Dr. Amy Acton Correctly Surmises She Could Take Conservative Ohio Talk-Radio Host Mike Trivisonno in a Fight

In a new "New Yorker" interview, Acton says she could beat conservative Cleveland talk-radio host Mike Trivisonno in a fight — but won't. He has been the source of vast misinformation about COVID since March and has openly mocked Acton.

Nov 2, 2020 at 11:24 am
Dr. Amy Acton Correctly Surmises She Could Take Conservative Ohio Talk-Radio Host Mike Trivisonno in a Fight
Photo: Scene Archives

It's been a little more than four months since Dr. Amy Acton resigned as Director of the Ohio Department of Health after her sage and expert advice on masks and other coronavirus precautions led adult men and women to threaten her, protest at her house (occasionally with guns and anti-Semitic signs) and generally make her life a living hell while Gov. Mike DeWine bent to business and political pressure and moved to open the state.

After staying on as an advisor, Acton has since left the position, and stayed quiet. After being in front of the camera almost every day for months, she opted to avoid them all together from the end of the summer through the fall, instead focusing on her work at the Columbus Foundation and a new program called Kind Columbus, which is exactly what it sounds like and the reason she broke her silence and gave an extensive interview to the New Yorker.

In the piece, Acton says that as the election passes and the country continues to deal with the pandemic — both being issues that have created bitter divisiveness among Americans — the country needs kindness.

She told me that leaders need to “lay down the science of how we could lose another two hundred thousand people, just like that.” As a public-health figure, Acton, a registered Democrat, strove to be apolitical. She and DeWine worked well together despite their party affiliations. Acton strongly believes that, should Biden win, he must not leave “a quiet space” between now and the Inauguration. “We cannot wait two and a half months to start leading and messaging” about unity, she said.

She said, “The real battle is that people are suffering. We’re seeing the diseases of despair, like depression. Overdoses are up. There’s not a person I meet, from any walk of life, who’s not struggling right now, to make sense of it all, to tolerate ambiguity. Add the election; add the racial unrest.”

And in that vein, Acton, unsurprisingly, does not bash DeWine or get into the nitty-gritty of her departure or disagreements with the governor's response to the pandemic (though the author does note that Acton resigned after worrying that she might have to sign health department orders that violated her Hippocratic oath).

She does, however, take a moment to talk briefly about Cleveland radio's Mike Trivisonno, the WTAM host who has been the source of vast misinformation about the coronavirus since March (citing, recently, for example, the lie that the CDC claims masks don't work) and who has openly mocked Acton.

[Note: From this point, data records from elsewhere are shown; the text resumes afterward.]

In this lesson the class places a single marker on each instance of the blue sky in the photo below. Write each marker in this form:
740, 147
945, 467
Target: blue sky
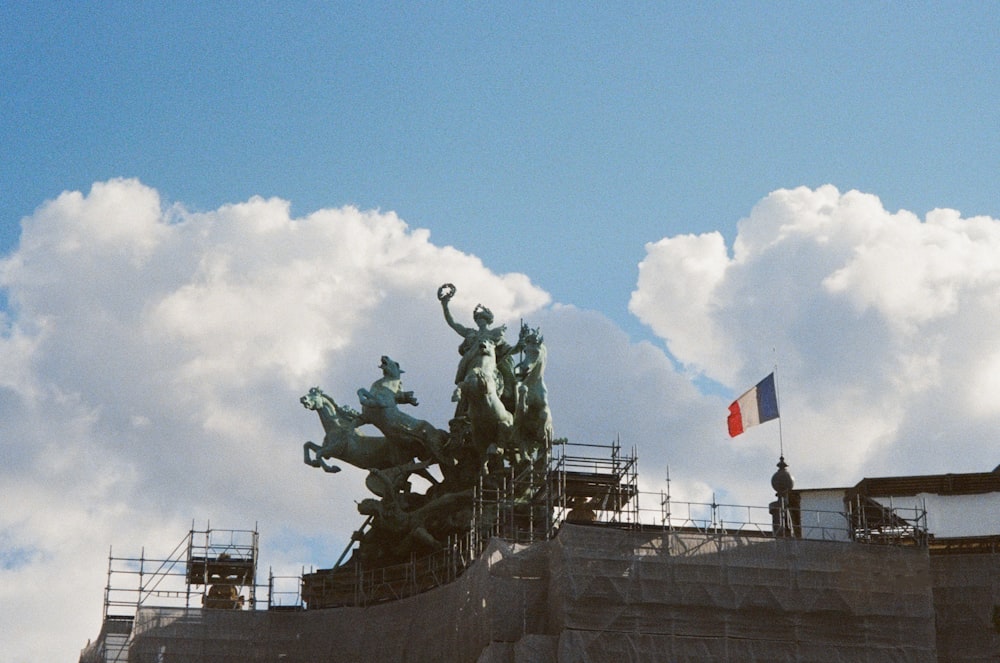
555, 139
207, 209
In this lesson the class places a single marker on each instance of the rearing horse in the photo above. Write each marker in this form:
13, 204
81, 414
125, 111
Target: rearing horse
379, 407
343, 441
533, 419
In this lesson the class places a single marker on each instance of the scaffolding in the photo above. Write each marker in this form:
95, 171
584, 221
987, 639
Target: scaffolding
588, 485
209, 568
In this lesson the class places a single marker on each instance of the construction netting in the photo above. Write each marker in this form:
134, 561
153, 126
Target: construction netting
600, 594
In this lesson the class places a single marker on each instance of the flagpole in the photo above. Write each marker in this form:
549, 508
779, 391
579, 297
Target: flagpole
777, 400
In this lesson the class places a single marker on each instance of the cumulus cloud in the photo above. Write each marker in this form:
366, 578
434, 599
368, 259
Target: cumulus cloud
884, 327
152, 359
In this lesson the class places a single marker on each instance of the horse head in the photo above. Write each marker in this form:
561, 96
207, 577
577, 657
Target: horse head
314, 400
532, 366
390, 368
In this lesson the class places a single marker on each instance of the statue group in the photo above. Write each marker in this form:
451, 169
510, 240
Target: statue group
502, 428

The upshot: Acton is pretty sure she could take him in a fight, but wouldn't, of course, because Triv's brand of anger and hysteria is exactly what's wrong with this country.

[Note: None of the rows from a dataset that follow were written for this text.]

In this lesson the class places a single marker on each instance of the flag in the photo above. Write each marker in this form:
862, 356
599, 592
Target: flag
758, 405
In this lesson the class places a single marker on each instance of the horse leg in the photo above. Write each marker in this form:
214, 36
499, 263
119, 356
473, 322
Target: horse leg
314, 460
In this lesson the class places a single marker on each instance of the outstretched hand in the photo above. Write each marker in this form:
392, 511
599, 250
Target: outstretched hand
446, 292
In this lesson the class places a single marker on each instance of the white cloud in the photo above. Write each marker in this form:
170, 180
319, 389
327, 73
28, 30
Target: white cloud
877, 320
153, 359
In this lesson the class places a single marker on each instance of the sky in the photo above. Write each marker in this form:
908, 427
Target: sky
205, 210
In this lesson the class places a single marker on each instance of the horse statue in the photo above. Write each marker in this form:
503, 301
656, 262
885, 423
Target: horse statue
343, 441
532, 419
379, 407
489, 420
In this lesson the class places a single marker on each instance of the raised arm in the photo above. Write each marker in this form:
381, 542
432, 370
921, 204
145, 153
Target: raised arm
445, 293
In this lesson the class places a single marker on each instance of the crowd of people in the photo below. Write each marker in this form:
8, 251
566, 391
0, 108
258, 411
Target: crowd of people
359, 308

After leaving the government, Acton heard Mike Trivisonno, a conservative talk-radio host in Ohio, say that if his key adviser quit during a crisis, he’d want to punch him in the face. Acton told me, “I’m from Youngstown, and I’m kind of scrappy, and a part of me wanted to say, ‘All right, mister, you’re so tough—let’s go.’ But what echoed in my mind was the work that I did in Rwanda, post-genocide. The genocide started with these radio talk shows that built up this ‘othering’ of people. It dialled up and dialled up and dialled up. It’s not that one day the President gets taken out and everyone grabs a machete and literally goes after their neighbor; it happened over time.”

Dr. Amy Acton is a national treasure.